Maltravers appeared satisfied—changed the conversation—talked easily on other matters for a few minutes: nor was it till he had dismissed his physician that he broke forth with the thoughts that were burning in him.

"Oh!" cried he aloud, as he rose and paced the room with rapid strides; "now, when I see before me the broad and luminous path, am I to be condemned to halt and turn aside? A vast empire rises on my view, greater than that of Caesars and conquerors—an empire durable and universal in the souls of men, that time itself cannot overthrow; and Death marches with me, side by side, and the skeleton hand waves me back to the nothingness of common men."

He paused at the casement—he threw it open, and leant forth and gasped for air. Heaven was serene and still, as morning came coldly forth amongst the waning stars; and the haunts of men, in their thoroughfare of idleness and of pleasure, were desolate and void. Nothing, save Nature, was awake.

"And if, O stars!" murmured Maltravers, from the depth of his excited heart—"if I have been insensible to your solemn beauty—if the Heaven and the Earth had been to me but as air and clay—if I were one of a dull and dim-eyed herd—I might live on, and drop into the grave from the ripeness of unprofitable years. It is because I yearn for the great objects of an immortal being, that life shrinks and shrivels up like a scroll. Away! I will not listen to these human and material monitors, and consider life as a thing greater than the things that I would live for. My choice is made, glory is more persuasive than the grave."

He turned impatiently from the casement—his eyes flashed—his chest heaved—he trod the chamber with a monarch's air. All the calculations of prudence, all the tame and methodical reasonings with which, from time to time, he had sought to sober down the impetuous man into the calm machine, faded away before the burst of awful and commanding passions that swept over his soul. Tell a man, in the full tide of his triumphs, that he bears death within him; and what crisis of thought can be more startling and more terrible!

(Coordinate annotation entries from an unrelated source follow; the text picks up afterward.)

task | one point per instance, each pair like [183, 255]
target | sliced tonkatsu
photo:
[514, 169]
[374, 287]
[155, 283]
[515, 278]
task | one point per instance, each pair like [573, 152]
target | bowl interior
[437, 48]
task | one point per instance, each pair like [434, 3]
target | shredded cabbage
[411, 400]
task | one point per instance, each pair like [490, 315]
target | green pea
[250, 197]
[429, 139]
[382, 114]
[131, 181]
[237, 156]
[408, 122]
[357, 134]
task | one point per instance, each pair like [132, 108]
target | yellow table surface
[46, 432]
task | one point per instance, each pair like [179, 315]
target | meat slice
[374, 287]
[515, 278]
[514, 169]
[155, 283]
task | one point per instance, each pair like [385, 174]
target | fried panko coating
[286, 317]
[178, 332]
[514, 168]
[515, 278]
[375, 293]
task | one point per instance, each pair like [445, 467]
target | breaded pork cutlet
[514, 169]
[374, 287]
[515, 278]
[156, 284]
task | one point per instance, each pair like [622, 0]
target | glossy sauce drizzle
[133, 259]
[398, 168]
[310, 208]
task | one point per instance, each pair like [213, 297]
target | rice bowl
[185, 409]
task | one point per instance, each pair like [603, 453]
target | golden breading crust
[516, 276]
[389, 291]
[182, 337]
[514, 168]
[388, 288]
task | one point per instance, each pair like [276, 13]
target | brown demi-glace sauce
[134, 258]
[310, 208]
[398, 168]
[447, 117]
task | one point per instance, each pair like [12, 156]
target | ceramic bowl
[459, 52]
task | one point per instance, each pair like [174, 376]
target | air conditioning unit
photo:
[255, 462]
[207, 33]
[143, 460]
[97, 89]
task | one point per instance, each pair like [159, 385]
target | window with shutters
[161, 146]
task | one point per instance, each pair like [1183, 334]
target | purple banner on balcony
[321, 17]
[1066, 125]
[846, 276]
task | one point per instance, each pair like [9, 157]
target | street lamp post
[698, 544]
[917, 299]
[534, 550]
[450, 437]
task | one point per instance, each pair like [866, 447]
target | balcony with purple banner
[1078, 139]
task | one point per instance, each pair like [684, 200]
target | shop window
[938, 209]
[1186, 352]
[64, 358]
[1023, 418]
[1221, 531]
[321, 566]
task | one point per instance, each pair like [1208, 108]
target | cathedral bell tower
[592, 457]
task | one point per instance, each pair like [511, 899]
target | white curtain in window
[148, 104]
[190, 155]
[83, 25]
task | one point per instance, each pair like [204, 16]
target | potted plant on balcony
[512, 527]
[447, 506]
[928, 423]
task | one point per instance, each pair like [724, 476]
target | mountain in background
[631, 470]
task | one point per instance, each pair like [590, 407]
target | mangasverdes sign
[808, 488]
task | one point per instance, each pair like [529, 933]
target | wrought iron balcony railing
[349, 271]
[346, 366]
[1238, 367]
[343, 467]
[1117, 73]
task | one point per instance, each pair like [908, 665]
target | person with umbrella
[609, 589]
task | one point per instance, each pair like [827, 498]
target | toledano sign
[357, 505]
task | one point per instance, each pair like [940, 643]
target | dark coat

Maltravers had, as we have seen, cared little for fame, till fame had been brought within his reach: then, with every step he took, new Alps had arisen. Each new conjecture brought to light a new truth that demanded enforcement or defence. Rivalry and competition chafed his blood, and kept his faculties at their full speed. He had the generous race-horse spirit of emulation. Ever in action, ever in progress, cheered on by the sarcasms of foes, even more than by the applause of friends, the desire of glory had become the habit of existence. When we have commenced a career, what stop is there till the grave?—where is the definite barrier of that ambition which, like the eastern bird, seems ever on the wing, and never rests upon the earth? Our names are not settled till our death: the ghosts of what we have done are made our haunting monitors—our scourging avengers—if ever we cease to do, or fall short of the younger past. Repose is oblivion; to pause is to unravel all the web that we have woven—until the tomb closes over us, and men, just when it is too late, strike the fair balance between ourselves and our rivals; and we are measured, not by the least, but by the greatest triumphs we have achieved. Oh, what a crushing sense of impotence comes over us, when we feel that our frame cannot support our mind—when the hand can no longer execute what the soul, actively as ever, conceives and desires!—the quick life tied to the dead form—the ideas fresh as immortality, gushing forth rich and golden, and the broken nerves, and the aching frame, and the weary eyes!—the spirit athirst for liberty and heaven—and the damning, choking consciousness that we are walled up and prisoned in a dungeon that must be our burial-place! Talk not of freedom—there is no such thing as freedom to a man whose body is the gaol, whose infirmities are the racks, of his genius!

22 I had the strength of a madman to my own cost, and employed that strength in my own punishment.